La socialdemocrazia regge e spera nella riconferma. Ma l'estrema destra fa incetta di seggi e potrebbe diventare il secondo partito del Riksdag. In Svezia la sfida sul filo di lana tra le due coalizioni di centrosinistra e centrodestra - che verrà probabilmente decisa all'ultimo voto - certifica l'ascesa pronosticata ormai da settimane dei nazionalisti di Jimmie Akesson che, stando ai primi exit-poll, si proiettano anche oltre l'attesa soglia del 20%. Il risultato storico - se confermato dai risultati definitivi - potrebbe non bastare a spingere l'alleanza di destra al governo interrompendo un digiuno di quasi un secolo, ma certifica lo spostamento di un Paese attraversato da insicurezza e ineguaglianze sociali con le quali mai prima d'ora si era confrontato.

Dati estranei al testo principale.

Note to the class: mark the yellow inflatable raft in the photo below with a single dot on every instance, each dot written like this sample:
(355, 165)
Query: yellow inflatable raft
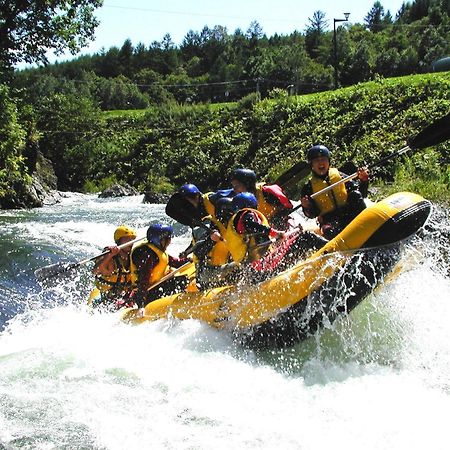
(295, 303)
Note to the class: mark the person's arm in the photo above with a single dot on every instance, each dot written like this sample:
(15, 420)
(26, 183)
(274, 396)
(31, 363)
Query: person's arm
(105, 266)
(309, 206)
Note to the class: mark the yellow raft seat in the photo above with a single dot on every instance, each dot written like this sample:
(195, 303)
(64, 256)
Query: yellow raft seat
(295, 303)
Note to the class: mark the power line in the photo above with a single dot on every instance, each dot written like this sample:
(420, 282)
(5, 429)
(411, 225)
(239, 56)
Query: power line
(189, 13)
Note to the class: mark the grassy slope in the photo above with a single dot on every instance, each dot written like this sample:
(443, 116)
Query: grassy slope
(362, 123)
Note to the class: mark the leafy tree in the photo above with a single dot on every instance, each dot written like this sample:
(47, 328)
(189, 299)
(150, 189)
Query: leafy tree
(29, 28)
(315, 32)
(374, 18)
(12, 176)
(125, 58)
(69, 124)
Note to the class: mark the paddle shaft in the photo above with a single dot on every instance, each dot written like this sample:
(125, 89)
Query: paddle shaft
(169, 275)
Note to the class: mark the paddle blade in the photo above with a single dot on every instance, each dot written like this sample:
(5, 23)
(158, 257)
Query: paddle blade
(54, 270)
(434, 134)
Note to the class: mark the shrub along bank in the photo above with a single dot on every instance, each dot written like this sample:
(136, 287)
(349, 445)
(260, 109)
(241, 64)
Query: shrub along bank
(166, 147)
(161, 148)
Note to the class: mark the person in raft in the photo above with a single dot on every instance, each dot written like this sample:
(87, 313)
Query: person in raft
(336, 208)
(150, 262)
(112, 271)
(248, 231)
(272, 201)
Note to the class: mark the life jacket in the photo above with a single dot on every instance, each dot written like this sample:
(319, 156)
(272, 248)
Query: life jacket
(208, 204)
(219, 254)
(161, 269)
(267, 208)
(118, 281)
(239, 244)
(333, 199)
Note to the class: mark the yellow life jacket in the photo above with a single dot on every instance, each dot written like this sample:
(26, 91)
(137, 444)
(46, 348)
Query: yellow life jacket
(266, 208)
(161, 269)
(239, 244)
(333, 199)
(119, 280)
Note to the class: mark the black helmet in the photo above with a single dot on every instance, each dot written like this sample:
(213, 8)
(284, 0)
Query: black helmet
(316, 151)
(244, 200)
(189, 190)
(246, 176)
(159, 232)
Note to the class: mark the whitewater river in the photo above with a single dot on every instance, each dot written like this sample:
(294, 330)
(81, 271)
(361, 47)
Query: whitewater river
(378, 379)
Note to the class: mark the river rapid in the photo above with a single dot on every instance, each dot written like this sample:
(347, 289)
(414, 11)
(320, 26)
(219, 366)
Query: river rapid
(377, 379)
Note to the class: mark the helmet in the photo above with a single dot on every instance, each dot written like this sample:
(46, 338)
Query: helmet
(224, 208)
(316, 151)
(158, 232)
(189, 190)
(246, 176)
(124, 231)
(244, 200)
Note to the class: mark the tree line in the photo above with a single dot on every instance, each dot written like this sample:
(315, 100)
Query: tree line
(213, 65)
(204, 113)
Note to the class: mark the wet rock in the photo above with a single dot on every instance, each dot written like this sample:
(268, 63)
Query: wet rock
(118, 190)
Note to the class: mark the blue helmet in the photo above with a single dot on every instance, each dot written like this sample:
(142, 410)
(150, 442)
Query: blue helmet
(246, 176)
(244, 200)
(189, 190)
(158, 232)
(316, 151)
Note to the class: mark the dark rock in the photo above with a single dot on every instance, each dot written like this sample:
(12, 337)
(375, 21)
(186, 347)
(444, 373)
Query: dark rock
(41, 191)
(118, 190)
(153, 197)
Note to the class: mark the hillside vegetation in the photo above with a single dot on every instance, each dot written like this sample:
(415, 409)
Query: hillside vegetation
(166, 147)
(160, 148)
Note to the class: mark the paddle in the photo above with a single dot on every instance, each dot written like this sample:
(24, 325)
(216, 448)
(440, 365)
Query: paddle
(433, 134)
(169, 275)
(54, 270)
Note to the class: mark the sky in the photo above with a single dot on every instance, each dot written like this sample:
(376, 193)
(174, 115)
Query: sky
(147, 21)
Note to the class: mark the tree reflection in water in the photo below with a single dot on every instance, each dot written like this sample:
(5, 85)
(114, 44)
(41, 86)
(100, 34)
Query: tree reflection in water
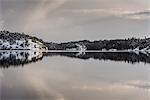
(20, 58)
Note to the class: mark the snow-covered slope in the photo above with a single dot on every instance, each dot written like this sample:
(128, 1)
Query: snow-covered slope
(17, 41)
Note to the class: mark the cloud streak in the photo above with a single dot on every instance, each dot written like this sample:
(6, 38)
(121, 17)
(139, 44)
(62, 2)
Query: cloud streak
(118, 12)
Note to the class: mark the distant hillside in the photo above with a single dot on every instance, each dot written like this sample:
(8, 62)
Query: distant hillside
(104, 45)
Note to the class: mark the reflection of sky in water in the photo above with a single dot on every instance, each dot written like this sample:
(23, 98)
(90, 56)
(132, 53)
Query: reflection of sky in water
(61, 78)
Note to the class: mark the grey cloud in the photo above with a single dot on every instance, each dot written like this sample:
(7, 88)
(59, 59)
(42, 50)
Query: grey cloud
(141, 15)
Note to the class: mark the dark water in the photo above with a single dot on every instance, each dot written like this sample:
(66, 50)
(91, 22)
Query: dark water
(73, 76)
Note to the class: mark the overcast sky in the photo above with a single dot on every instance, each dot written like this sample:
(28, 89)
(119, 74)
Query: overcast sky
(68, 20)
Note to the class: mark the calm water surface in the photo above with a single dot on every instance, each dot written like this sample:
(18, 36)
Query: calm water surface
(63, 78)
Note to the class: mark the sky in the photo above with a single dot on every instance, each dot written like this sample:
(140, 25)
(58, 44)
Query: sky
(71, 20)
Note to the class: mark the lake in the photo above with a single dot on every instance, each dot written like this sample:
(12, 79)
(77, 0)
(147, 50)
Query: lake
(66, 76)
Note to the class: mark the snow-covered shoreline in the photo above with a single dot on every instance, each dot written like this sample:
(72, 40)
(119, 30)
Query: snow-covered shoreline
(17, 41)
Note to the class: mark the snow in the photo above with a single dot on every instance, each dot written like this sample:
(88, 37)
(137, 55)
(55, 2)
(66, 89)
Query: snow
(22, 45)
(21, 55)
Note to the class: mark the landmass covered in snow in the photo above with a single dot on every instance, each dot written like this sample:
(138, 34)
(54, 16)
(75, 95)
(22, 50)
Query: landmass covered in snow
(17, 41)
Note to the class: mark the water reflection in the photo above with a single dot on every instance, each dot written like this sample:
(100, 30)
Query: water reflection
(20, 58)
(57, 77)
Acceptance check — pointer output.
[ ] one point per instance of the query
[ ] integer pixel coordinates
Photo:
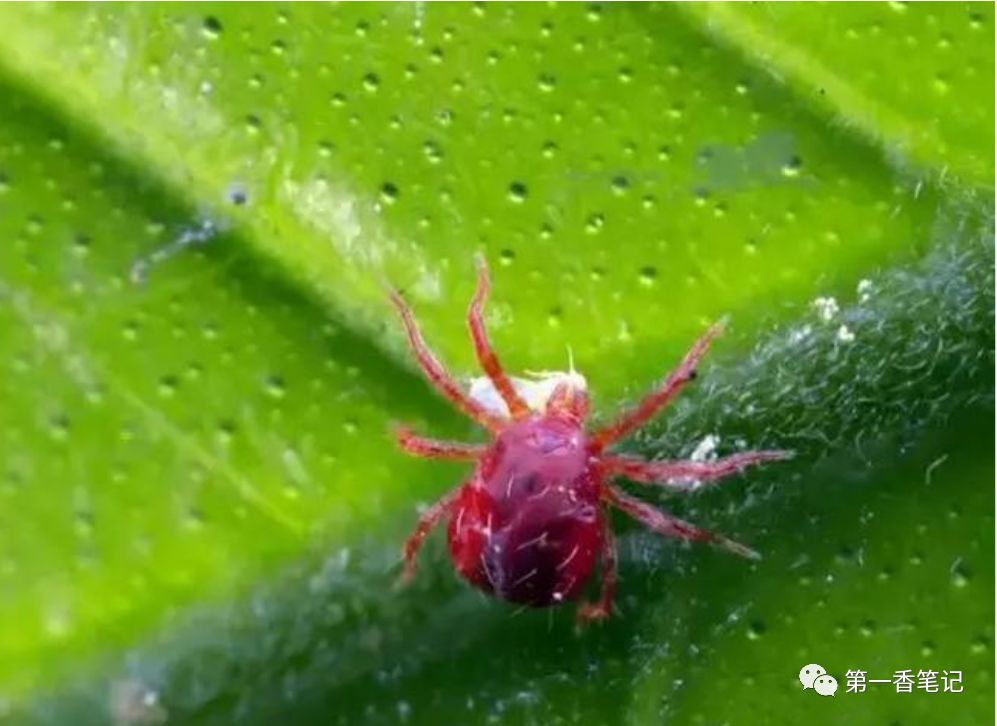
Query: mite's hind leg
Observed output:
(604, 607)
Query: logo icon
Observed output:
(814, 676)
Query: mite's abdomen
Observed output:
(539, 553)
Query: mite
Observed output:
(531, 523)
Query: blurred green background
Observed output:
(200, 505)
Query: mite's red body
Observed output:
(530, 524)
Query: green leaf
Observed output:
(200, 510)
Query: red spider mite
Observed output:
(530, 523)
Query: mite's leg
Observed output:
(483, 349)
(435, 372)
(659, 397)
(670, 526)
(604, 607)
(433, 449)
(429, 519)
(687, 475)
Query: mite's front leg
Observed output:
(436, 373)
(487, 358)
(434, 449)
(687, 475)
(670, 526)
(659, 397)
(429, 519)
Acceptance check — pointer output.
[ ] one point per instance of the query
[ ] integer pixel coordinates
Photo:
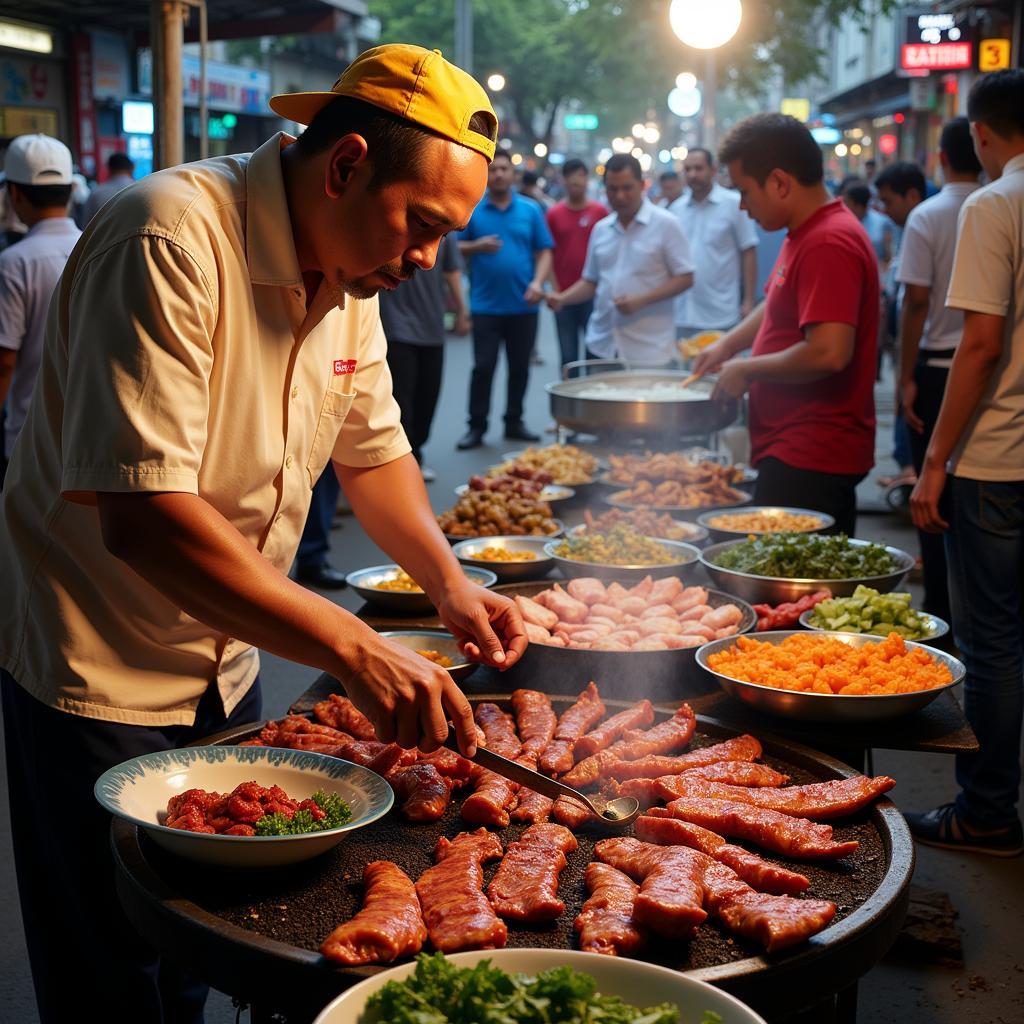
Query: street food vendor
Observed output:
(213, 343)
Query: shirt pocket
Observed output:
(333, 413)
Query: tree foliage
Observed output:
(615, 57)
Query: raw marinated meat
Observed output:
(525, 886)
(605, 924)
(389, 924)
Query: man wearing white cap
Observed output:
(39, 182)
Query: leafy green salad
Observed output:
(807, 556)
(336, 814)
(868, 611)
(439, 992)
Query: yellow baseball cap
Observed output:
(411, 82)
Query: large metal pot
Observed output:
(577, 411)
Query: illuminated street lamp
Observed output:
(706, 27)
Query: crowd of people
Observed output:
(208, 367)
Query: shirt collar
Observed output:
(269, 244)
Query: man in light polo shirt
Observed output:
(509, 246)
(726, 242)
(214, 341)
(637, 262)
(977, 456)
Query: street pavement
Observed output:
(988, 893)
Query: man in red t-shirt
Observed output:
(570, 223)
(811, 374)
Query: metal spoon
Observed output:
(617, 813)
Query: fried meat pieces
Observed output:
(677, 883)
(388, 926)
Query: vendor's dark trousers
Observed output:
(834, 494)
(416, 380)
(87, 961)
(315, 541)
(516, 333)
(570, 323)
(931, 387)
(985, 549)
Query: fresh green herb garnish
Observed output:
(438, 992)
(807, 556)
(336, 810)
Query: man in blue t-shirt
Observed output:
(510, 247)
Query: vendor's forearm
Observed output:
(392, 506)
(977, 356)
(203, 565)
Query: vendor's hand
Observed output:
(534, 293)
(487, 626)
(907, 396)
(628, 304)
(710, 359)
(732, 379)
(925, 499)
(408, 697)
(488, 244)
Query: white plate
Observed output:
(139, 788)
(634, 981)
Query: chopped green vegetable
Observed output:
(438, 992)
(336, 810)
(868, 611)
(807, 556)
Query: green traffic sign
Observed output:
(581, 122)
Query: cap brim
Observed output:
(300, 107)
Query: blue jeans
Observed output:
(314, 543)
(570, 322)
(985, 553)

Pochi minuti dopo la chiusura dei seggi - affollatissimi durante tutta la giornata - i primi due exit poll diffusi dalle televisioni svedesi SVT e TV4 premiavano per un soffio il campo 'rosso-verde' di sinistra (Socialdemocratici, Verdi, Sinistra e Partito di Centro), guidato dalla premier uscente Madgalena Andersson, con un bottino stimato tra il 49,8% e il 50,6%. Da sola, la prima donna a capo del Paese è data al 29,3% delle preferenze. La sua riconferma passa comunque tutta per una manciata di voti, come ha ammesso la stessa Andersson a favor di telecamere appena uscita dall'urna. La coalizione di destra (Moderati e Liberali), sostenuta dall'estrema destra dei Democratici Svedesi di Akesson, rincorre infatti vicinissima, stretta tra il 48% e il 49,2%.
Un testa a testa che si riflette anche nella proiezione dei seggi in parlamento: il blocco di sinistra ne otterrebbe 176, poco sopra la maggioranza assoluta di 175, contro i 173 della destra-estrema destra. Le prime stime lasciano presagire una lunga notte elettorale per annunciare i vincitori in uno scenario senza precedenti per il Paese chiamato ad assumere la presidenza di turno dell'Unione europea il primo gennaio e a finalizzare la sua storica candidatura alla Nato. Mai prima d'ora, infatti, la destra tradizionale svedese, guidata dal conservatore Ulf Kristersson, candidato alla poltrona di primo ministro, aveva considerato di governare con il sostegno diretto o indiretto dei Democratici Svedesi.
Oggi invece l'ascesa di Jimmie Akesson non potrà più essere ignorata. Nato nel 1988 dal gruppo neonazista Bevara Sverige Svenskt dalle ceneri di movimenti neonazisti e suprematisti, il suo partito ha ristagnato all'1% per anni, riuscendo a entrare al Riksdag solo nel 2010. Con il suo 'Sverige ska bli bra igen' (la Svezia tornerà ad essere bella) di trumpiana memoria, e una retorica xenofoba e anti-immigrazione, cavalcando la correlazione tra criminalità, migranti e sicurezza in un Paese attraversato da guerre mortali tra baby gang, l'ex web designer è riuscito a poco a poco a fare breccia tra le classi lavoratrici, i pensionati e le persone poco qualificate, in maggioranza uomini. Nessun mistero nemmeno sulle sue posizioni in Europa, dove fa parte del Partito dei Conservatori e dei Riformisti Europei (Ecr) di Giorgia Meloni. Il suo nuovo record, vada come vada, resterà nella storia della patria della socialdemocrazia.